Over time Snapchat has created more 'pretty filters' and some became even harder to spot. I have a really hard time with knowing that young guys and girls are chasing to look like pictures that the person in the picture doesn't even look like themselves.
A SEAT WITH MYSELF
Starting this blog made me see a shift in the way I saw images online. I already knew the affects the filters were having but it wasn't until this time I was able to knock some sense into myself. Firstly, I needed new blog images and I knew I couldn't include glowing eyes, stars above my head and a Dalmatian filter. Would you take fashion and beauty advice from someone who wouldn't even show you their real filterless face?
I wanted me to look like me and I wanted my pictures to be real and relatable. When you see me in real life I wont be wearing brighter contact lenses, a flower reef and have a nose job, that's just the short of it #factsarefacts.
Why would I want to look like a deception and a bag of lies when I can own my flaws and be an advocate for self love.

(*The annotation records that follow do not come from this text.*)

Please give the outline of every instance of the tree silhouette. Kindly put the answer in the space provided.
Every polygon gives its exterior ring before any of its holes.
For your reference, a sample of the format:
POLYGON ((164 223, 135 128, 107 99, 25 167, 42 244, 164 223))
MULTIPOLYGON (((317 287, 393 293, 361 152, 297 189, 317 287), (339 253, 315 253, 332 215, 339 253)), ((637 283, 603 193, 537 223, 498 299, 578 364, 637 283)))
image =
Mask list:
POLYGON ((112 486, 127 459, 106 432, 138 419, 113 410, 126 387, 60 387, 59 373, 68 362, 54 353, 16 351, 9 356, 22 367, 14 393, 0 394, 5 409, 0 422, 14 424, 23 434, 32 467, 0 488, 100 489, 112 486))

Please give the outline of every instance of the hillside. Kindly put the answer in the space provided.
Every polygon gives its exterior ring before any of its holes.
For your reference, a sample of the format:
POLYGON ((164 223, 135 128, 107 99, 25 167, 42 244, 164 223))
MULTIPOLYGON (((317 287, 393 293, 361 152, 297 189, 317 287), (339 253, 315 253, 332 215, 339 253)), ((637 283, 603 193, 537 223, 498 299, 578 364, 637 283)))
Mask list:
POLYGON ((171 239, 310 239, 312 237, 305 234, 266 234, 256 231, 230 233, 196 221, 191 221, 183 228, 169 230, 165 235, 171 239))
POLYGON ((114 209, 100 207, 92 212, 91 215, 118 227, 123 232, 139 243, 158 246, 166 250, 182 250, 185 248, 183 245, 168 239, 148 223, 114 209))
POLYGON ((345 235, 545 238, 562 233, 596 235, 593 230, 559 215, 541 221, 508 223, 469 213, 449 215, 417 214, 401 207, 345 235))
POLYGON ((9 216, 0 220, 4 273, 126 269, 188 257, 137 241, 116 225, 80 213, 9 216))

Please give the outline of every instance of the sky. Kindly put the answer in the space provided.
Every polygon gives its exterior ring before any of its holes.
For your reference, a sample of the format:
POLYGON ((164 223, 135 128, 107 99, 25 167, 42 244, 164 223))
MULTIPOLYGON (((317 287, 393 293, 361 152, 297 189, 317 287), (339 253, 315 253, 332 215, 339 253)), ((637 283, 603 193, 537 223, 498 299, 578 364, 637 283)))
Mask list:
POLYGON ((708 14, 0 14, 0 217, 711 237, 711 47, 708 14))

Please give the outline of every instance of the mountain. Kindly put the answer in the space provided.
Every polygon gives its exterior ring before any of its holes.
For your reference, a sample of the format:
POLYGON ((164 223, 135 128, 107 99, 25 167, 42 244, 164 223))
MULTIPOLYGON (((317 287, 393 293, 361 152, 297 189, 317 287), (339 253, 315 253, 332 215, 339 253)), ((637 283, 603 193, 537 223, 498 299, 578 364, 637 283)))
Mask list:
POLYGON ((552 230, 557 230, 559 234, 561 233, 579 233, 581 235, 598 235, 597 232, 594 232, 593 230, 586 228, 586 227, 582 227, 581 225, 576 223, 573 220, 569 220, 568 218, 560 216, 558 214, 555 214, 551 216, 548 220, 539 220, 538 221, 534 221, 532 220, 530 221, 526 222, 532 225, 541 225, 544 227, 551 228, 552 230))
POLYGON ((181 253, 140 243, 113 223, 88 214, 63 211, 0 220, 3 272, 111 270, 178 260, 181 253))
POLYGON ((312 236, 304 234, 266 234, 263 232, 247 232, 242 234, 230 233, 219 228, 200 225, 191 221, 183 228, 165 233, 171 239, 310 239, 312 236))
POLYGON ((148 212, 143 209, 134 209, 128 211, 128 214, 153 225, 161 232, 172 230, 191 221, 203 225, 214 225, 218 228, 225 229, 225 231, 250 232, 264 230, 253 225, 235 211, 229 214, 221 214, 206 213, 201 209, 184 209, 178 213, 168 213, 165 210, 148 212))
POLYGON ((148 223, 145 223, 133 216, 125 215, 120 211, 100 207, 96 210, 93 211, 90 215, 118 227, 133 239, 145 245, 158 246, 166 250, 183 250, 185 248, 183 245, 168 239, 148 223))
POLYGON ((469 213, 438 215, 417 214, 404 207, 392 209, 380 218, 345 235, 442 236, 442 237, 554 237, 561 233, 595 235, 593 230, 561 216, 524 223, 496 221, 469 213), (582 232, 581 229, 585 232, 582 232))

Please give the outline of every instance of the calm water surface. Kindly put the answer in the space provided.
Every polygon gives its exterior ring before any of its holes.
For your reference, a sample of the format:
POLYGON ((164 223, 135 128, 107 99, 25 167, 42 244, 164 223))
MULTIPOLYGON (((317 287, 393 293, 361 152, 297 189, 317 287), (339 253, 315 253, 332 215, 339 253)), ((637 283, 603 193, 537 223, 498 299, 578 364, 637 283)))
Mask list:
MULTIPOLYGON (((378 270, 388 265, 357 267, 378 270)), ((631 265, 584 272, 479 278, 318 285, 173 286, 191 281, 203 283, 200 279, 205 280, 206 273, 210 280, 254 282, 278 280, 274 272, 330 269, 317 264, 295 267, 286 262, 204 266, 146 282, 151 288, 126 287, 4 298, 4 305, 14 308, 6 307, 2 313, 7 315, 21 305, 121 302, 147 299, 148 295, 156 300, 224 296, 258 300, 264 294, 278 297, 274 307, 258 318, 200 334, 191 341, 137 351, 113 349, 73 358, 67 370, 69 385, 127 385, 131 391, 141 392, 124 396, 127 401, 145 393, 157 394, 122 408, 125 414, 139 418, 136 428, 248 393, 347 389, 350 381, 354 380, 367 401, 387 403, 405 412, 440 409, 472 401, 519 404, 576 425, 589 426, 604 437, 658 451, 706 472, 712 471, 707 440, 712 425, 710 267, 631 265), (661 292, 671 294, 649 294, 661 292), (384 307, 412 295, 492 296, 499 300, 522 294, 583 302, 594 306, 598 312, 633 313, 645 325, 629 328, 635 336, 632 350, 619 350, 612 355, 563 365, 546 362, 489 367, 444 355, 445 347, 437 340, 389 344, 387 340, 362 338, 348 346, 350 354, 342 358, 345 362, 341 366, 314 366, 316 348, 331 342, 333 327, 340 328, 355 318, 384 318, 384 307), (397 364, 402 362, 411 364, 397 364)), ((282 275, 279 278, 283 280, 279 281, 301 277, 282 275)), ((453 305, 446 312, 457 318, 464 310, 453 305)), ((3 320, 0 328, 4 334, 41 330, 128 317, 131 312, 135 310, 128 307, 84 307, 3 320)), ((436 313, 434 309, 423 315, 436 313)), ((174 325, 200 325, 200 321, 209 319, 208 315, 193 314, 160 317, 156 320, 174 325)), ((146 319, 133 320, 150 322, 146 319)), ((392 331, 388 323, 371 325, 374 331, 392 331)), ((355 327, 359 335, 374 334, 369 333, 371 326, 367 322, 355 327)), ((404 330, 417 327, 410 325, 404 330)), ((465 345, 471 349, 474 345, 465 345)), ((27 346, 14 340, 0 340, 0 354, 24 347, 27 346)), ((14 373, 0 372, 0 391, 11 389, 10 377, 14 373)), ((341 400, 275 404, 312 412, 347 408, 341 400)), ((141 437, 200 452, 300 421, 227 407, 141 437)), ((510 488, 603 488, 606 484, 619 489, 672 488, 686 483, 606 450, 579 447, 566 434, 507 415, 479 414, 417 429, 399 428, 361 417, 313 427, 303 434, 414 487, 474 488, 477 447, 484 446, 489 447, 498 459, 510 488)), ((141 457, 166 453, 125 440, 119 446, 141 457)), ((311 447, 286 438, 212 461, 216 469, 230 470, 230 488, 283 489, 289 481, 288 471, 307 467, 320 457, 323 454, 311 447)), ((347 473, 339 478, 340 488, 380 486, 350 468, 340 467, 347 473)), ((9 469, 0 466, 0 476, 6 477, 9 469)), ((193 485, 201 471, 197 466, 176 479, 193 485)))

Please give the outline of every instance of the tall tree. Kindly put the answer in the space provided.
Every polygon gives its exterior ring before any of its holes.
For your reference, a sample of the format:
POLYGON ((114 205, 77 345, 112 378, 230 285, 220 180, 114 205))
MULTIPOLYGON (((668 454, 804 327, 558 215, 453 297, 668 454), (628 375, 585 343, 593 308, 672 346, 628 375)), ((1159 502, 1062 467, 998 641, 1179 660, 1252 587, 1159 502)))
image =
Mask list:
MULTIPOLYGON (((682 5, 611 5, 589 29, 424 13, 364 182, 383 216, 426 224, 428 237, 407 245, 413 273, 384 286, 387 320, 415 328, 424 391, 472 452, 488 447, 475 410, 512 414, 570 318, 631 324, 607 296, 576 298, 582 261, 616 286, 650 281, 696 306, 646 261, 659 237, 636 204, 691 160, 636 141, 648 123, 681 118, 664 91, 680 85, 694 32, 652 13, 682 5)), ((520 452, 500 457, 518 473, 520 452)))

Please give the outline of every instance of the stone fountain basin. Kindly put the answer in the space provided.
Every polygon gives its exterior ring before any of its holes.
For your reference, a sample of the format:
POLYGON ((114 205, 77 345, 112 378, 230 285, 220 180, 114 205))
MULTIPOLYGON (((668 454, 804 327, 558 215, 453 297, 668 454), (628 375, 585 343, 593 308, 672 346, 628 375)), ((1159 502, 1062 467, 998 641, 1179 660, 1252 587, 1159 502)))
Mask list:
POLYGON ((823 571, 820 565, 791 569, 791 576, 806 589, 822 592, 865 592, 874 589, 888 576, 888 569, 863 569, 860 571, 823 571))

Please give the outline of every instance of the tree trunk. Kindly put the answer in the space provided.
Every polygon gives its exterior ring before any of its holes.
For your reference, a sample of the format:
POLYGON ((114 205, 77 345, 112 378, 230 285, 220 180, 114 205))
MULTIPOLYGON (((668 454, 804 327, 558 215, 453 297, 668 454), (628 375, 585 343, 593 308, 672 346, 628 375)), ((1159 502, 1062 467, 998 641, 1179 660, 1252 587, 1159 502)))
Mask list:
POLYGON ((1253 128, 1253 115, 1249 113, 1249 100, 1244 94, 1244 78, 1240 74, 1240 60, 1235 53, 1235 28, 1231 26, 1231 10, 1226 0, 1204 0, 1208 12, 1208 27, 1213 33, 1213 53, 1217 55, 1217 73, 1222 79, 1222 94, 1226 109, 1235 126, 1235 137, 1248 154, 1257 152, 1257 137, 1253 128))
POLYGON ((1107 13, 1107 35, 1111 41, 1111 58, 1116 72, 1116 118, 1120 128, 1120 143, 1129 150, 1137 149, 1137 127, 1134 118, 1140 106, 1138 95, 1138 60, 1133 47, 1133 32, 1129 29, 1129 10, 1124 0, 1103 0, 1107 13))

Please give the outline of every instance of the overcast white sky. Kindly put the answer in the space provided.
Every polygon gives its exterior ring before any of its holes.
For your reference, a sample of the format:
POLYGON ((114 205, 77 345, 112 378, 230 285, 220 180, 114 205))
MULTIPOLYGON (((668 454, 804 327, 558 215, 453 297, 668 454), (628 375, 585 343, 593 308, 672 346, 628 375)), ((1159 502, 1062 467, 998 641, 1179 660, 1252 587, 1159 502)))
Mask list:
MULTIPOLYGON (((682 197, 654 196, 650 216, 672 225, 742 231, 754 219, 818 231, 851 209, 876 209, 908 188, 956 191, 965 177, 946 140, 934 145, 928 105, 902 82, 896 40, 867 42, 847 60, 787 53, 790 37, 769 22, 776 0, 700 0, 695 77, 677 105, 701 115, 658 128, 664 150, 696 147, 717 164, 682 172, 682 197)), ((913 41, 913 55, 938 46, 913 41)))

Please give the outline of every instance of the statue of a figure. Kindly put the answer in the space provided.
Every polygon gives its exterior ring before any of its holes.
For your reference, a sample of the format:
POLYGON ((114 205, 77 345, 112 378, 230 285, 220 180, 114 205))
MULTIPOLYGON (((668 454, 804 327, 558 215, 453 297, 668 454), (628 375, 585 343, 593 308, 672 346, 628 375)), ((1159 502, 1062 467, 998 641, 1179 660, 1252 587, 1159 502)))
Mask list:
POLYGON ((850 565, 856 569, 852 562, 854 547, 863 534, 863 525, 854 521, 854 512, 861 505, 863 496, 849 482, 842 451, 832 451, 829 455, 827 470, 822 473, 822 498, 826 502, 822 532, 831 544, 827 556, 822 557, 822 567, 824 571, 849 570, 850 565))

Again, I don't want to seem like Snapchat filters are the greatest problem going on in the world right now but I always think about my approach to life as the advice I would give to my younger sister.
We were made to look exactly like how we are. Life would be boring if we all looked the same, I want to see some personality, I want to see your freckles, your real eye/skin colour because you were made perfectly.
This post is not to be mistaken, I don't hate filters and I do still use them but I no longer feel uncomfortable taking pictures that show off my regular round face. This also isn't a jab to anyone who uses Snapchat filters, just a reminder that you're beautiful without them too.
To answer the question I think Snapchat has added to an already existing problem. There has been unrealistic body and beauty standards for years. When I studied media everyone was blonde hair, blue eyes, slim frame, flawless skin. Cute for them but unachievable and undesirable for me thanks.
The fact that a 'fun app' has increased the number of people getting plastic surgery means that we aren't teaching self love enough, we aren't showing off enough diverse beautiful humans and we aren't doing enough as a nation, period.
I want to shed light whenever I can and remind everyone that beauty is in the eye of the beholder. I wear makeup to enhance, play around and express myself when I want to but you best believe you'll find me with some face cream and vaseline running my errands Monday-Friday and this honest version of myself is the same one I want to portray online.